In terms of  charges of failure to warn, Judge C. Michael Hill interpreted the accusation that Eli Lilly failed to adequately caution women trying to conceive of the possible birth defects linked with Prozac “to be allegations that inadequate warnings were provided to the prescribing physicians by the defendants, which caused the prescribing physicians to prescribe Prozac to [the plaintiff] because they were not warned, adequately, of the danger to women.”

The judge allowed the plaintiff to amend her causes of action to “hone her petition” in relation to her allegations. Judge Doherty of the U.S. District Court for the Western District of Louisiana agreed with the magistrate’s decision and the plaintiff’s case will proceed against drug manufacturer, Eli Lilly.

SSRIs linked to increased risk for birth defects

Prozac belongs to a class of drugs known as SSRIs (selective serotonin reuptake inhibitor) – and is approved to treat symptoms of depression and anxiety-related disorders. Launched in 1987, Prozac (generic name: fluoxetine) was the first commercially available SSRI and has been prescribed to millions of Americans.
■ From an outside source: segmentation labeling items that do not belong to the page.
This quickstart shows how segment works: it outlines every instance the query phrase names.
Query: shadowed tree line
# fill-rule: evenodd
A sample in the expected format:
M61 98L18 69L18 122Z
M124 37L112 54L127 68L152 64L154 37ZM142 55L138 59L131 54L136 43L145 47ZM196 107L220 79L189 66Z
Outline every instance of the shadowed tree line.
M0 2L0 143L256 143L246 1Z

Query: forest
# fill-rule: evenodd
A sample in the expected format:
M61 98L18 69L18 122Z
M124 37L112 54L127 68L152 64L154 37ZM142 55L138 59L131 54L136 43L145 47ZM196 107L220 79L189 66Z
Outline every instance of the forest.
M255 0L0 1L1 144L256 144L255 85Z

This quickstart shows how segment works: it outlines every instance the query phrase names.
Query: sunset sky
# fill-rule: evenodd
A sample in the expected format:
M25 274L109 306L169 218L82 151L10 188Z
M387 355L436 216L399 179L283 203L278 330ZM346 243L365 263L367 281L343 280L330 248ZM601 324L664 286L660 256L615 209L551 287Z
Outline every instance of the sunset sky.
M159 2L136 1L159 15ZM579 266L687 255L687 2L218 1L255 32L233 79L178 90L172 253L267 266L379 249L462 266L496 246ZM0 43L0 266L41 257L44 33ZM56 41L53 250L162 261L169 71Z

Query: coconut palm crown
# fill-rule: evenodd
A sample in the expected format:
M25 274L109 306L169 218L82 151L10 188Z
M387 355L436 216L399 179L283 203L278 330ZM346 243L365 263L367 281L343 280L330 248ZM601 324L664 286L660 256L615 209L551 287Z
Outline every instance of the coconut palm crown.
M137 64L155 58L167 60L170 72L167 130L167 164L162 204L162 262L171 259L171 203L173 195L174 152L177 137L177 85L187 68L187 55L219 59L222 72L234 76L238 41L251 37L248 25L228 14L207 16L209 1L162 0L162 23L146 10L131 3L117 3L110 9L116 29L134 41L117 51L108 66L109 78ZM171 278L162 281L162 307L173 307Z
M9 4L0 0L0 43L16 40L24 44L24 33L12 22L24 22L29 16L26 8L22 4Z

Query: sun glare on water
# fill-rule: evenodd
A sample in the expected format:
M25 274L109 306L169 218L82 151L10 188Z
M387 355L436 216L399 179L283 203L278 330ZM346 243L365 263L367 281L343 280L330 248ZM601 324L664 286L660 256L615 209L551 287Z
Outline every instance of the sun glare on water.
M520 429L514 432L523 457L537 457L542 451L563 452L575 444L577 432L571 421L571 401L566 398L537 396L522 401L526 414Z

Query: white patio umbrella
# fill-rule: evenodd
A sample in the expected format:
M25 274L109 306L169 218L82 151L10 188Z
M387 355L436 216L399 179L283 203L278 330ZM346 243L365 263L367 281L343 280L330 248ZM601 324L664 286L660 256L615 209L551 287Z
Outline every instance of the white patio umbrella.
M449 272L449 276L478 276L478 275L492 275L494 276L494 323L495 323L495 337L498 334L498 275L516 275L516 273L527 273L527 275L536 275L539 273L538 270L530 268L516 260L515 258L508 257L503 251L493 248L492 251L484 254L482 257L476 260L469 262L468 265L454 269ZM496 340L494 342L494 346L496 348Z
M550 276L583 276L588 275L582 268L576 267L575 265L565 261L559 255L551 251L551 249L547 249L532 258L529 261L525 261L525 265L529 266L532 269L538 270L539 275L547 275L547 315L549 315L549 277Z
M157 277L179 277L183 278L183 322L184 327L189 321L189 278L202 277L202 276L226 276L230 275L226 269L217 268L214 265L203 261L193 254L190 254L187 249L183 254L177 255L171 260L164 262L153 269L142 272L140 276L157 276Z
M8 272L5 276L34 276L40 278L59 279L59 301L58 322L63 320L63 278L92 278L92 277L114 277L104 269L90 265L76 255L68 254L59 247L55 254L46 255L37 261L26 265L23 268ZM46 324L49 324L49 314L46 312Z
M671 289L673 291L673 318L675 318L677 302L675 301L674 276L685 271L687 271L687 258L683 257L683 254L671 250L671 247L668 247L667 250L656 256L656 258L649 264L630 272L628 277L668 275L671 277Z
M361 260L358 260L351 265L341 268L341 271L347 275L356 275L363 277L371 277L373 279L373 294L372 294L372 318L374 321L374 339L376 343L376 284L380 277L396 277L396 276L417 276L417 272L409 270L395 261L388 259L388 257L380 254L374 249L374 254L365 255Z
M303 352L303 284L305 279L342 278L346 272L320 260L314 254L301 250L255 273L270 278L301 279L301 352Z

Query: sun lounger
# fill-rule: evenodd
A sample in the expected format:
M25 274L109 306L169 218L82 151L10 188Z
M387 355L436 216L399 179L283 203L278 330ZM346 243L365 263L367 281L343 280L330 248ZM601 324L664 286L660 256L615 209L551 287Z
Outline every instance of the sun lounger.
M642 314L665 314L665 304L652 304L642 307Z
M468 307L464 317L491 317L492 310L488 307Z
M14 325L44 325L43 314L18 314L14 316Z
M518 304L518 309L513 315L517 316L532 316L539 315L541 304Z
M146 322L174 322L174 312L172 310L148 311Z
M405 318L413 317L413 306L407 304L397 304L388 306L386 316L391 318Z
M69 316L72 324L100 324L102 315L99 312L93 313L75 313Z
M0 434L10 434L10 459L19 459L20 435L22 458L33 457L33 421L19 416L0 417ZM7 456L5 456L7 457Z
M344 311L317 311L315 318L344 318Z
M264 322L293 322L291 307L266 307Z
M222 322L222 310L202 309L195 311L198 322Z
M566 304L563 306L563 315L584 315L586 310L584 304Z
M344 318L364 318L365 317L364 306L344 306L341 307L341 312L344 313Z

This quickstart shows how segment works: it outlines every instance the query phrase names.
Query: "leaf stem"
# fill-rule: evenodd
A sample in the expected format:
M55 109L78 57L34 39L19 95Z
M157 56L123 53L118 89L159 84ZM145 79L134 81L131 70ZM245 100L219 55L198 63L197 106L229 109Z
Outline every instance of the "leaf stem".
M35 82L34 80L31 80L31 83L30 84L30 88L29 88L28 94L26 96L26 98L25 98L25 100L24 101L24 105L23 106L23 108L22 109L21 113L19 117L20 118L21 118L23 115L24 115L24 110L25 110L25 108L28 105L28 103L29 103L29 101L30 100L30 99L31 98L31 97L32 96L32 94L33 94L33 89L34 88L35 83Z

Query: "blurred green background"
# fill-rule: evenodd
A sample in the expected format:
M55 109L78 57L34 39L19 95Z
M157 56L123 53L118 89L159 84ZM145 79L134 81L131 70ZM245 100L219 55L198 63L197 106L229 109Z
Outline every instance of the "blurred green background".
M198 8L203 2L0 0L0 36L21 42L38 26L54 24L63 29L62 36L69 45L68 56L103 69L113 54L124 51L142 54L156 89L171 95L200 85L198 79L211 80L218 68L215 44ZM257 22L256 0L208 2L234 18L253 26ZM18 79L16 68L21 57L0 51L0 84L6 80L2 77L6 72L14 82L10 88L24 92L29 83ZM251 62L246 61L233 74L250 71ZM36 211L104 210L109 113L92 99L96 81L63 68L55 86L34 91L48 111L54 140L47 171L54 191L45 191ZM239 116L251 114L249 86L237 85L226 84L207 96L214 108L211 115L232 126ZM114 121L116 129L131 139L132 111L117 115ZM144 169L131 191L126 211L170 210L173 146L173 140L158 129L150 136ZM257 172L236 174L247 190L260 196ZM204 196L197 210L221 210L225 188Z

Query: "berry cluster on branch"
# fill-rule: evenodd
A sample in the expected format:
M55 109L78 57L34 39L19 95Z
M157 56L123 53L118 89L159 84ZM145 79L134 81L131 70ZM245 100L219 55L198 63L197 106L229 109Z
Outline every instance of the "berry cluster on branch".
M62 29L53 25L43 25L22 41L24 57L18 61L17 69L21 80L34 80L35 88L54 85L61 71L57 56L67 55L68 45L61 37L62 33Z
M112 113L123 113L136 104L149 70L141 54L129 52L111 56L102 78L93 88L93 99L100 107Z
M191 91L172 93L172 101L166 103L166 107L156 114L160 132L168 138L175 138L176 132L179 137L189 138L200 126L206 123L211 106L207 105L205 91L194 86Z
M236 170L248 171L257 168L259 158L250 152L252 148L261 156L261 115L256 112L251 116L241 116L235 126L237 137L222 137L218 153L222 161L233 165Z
Since hitting the market, the serotonin-boosting medication has been linked to serious SSRI side effects such as suicidal ideation, serotonin syndrome, erectile dysfunction and other sexual dysfunction, in addition to congenital birth defects in newborns.

Families who have filed a Prozac birth defects lawsuit argue that Eli Lilly was negligent in their duty to warn consumers and the medical community about potential SSRI birth defect risks posed to unborn children.  Complaints against the pharmaceutical giant have alleged the antidepressant caused heart defects, persistent pulmonary hypertension of the newborn (PPHN), and neural tube defects like spina bifida and craniosynostosis, among others. Eli Lilly continues to defend its blockbuster medication, and has yet to settle any Prozac lawsuits containing allegations of birth defects, though it has paid millions of dollars in cases involving suicide, suicidal tendencies and murder.

At present, all Prozac lawsuits are being handled individually in state and federal courts as multidistrict litigation (MDL) has yet to be established. Judge Doherty is currently presiding over the Zoloft products liability MDL, a coordinated litigation dealing with similar allegations relating to birth defects and SSRI use during pregnancy.